A convolutional neural network (ConvNet) is a particular kind type of artificial neural network comprised of multiple building blocks, e.g., alternating convolution and pooling layers to learn features, and fully-connected layers for classification and regression. A ConvNet extracts local features efficiently at a specific hidden layer by limiting the size of the receptive fields of filters (i.e., sparse connectivity). It also learns the spatial hierarchies of features using stacked deep-layer structures. Especially during the last few years, it has successfully demonstrated its capability to learn features from different types of information, such as regular image, spectral data [5,17,29], 3D volumes [30], etc. In a one-dimensional convolutional neural network (Conv1D), convolutional kernels are convolved with the layer input over a single temporal/spatial dimension [31,32] to produce latent features. Conv1D can learn hierarchical features with low computational complexity, as the major operation is a simply weighted sum of two one-dimensional arrays [33], it is widely used in many practical sequence classification tasks, e.g., sentence classification [32], earthquake detection [34], surface recognition [35], context understanding [36], and real-time electrocardiogram monitoring [37]. Similar to a recent work [38], we set all the kernel sizes (i.e., the length of the 1D convolution window) as 3 and the stride length of the convolution as 1.

LSTM

The standard RNN with the traditional tanh unit suffers from the vanishing and exploding gradient problem, which makes difficult its learning long-term dependencies. LSTM was proposed to mitigate this issue. LSTM can learn long-term dependencies using memory-cell and gate units [39], and LSTM-based architectures have been employed in many sequence classification applications [35,36]. The memory cell stores information taken from the input and previous cells over the given period. This information is controlled by the gate units, i.e., update, forget, and output gates.

GRU

Similar to LSTM, the GRU [40] performs better than the basic RNN in many sequence transduction tasks, e.g., language modelling [41], torque generation [42], and many sequence classification tasks [36,43]. For the GRU- and LSTM-based architectures, we stacked recurrent cells two times (i.e., stacked two-layer GRU/LSTM [44]) to retain more long-term dependence information. The dimensionality of the output space of the recurrent hidden states was set to T, identical to the length of the input signal

x \in ℝ^{T \times D}

.

GRU and LSTM with Attention Mechanism

Although gated RNNs, e.g., LSTM and GRU, and Conv1D have demonstrated their effectiveness in various sequence classification tasks, it remains difficult to explain and interpretate how the models come to a decision. Thus, for the proposed classification task, we utilized attention-based RNNs, which are typically applied to a variety of sequence transduction tasks in which alignments between different modalities must be learned [45,46,47]. Here, we adopted a multiplicative attention mechanism, which reduces encoder/decoder states to an attention score via a simple matrix multiplication [46]. As shown in Figure 6, our network comprises an LSTM/GRU-based sequence encoder, an attention layer, and a classification layer.

Given the MTS input data

x = (x^{〈 1 〉}, x^{〈 2 〉}, \dots, x^{〈 T 〉})

, where

x^{〈 t 〉} \in ℝ^{D}

represents the t-th measurement, the sequence encoder generates a sequence of hidden states

a = (a^{〈 1 〉}, a^{〈 2 〉}, \dots, a^{〈 T 〉})

, where

a^{〈 t 〉} \in ℝ^{h}

represents the output of the t-th data point.

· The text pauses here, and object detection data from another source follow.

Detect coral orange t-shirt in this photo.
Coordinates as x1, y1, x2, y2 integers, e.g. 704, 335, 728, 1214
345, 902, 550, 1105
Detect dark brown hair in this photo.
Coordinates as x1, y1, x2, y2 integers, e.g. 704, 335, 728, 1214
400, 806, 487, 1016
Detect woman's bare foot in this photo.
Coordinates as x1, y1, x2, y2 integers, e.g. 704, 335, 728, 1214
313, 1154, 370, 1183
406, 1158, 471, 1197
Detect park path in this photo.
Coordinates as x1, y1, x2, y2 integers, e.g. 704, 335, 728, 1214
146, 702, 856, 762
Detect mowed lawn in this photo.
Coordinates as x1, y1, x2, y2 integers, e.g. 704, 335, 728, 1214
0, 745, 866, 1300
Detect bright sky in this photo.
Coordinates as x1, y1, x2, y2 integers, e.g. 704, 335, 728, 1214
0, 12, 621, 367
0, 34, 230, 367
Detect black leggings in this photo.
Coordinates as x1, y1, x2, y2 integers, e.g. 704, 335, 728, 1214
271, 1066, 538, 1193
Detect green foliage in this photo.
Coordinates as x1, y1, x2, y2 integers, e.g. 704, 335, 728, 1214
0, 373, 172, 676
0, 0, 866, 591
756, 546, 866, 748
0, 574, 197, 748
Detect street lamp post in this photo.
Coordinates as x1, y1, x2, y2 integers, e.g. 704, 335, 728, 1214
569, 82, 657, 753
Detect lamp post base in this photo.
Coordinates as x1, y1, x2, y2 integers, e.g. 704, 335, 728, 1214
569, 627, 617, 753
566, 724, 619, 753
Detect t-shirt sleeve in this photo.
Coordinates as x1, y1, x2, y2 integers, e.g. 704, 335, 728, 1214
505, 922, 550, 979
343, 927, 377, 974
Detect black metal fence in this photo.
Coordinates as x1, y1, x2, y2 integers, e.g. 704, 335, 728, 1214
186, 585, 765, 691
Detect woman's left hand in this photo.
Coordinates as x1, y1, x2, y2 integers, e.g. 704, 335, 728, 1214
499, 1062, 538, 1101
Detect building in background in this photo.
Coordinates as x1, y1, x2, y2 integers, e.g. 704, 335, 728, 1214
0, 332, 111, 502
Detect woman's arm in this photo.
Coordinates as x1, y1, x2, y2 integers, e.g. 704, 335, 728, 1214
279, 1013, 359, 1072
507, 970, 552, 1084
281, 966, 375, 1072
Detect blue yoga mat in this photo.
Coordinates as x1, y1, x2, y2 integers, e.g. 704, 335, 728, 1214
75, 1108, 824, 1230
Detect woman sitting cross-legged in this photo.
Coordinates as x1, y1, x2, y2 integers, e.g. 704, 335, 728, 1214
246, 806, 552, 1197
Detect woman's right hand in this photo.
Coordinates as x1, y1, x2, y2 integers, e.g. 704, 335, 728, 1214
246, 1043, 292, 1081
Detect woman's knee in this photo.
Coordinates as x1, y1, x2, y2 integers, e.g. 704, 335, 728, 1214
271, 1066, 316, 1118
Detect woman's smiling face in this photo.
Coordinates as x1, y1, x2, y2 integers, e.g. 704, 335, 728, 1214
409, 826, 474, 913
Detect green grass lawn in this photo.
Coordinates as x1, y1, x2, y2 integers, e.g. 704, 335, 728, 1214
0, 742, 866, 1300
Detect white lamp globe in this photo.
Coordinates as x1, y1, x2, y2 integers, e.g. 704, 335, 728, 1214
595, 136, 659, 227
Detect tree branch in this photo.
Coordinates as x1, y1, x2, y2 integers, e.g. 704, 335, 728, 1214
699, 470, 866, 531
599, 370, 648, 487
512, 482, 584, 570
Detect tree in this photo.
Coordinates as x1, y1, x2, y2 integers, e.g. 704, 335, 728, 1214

The context vector, which is a weighted sum of

a

and captures relevant source-side information to predict the label of the input signal, is calculated by multiplying attention weights

α

with the encoder outputs

a

as follows.

c^{〈T〉} = \sum_{t^{'}} α^{〈T, t^{'}〉} a^{〈t^{'}〉}

(1)

Here,

α^{〈T, t^{'}〉}

describes the amount of attention that

{\hat{y}}^{〈T〉}

should pay to the input feature at time

t^{'}

(i.e.,

a^{〈t^{'}〉}

). As shown below, the alignment score is normalized with a softmax layer to produce the attention weights.

\begin{matrix} α^{〈T, t^{'}〉} = softmax (score {(a^{〈T〉}, a^{〈t^{'}〉})}_{t^{'} = 1}^{T}) \\ = \frac{\exp (a^{〈T〉} W_{a} a^{〈t^{'}〉}^{⊤})}{\sum_{t^{'} = 1}^{T_{x}} \exp (a^{〈T〉} a^{〈t^{'}〉}^{⊤})} \end{matrix}

(2)

Here,

score (\cdot)

is a bilinear function, which compares the two hidden states, and

W_{a}

is the trainable weight matrix of attention. The length of the alignment score

α

is

T

. Differing from attentional encoder–decoder problems [45,46], in our classification problem,

a^{〈T〉}

is the last hidden state of the encoder network because our problem does not involve any decoder structure. A similar approach was used in recent studies [48,49].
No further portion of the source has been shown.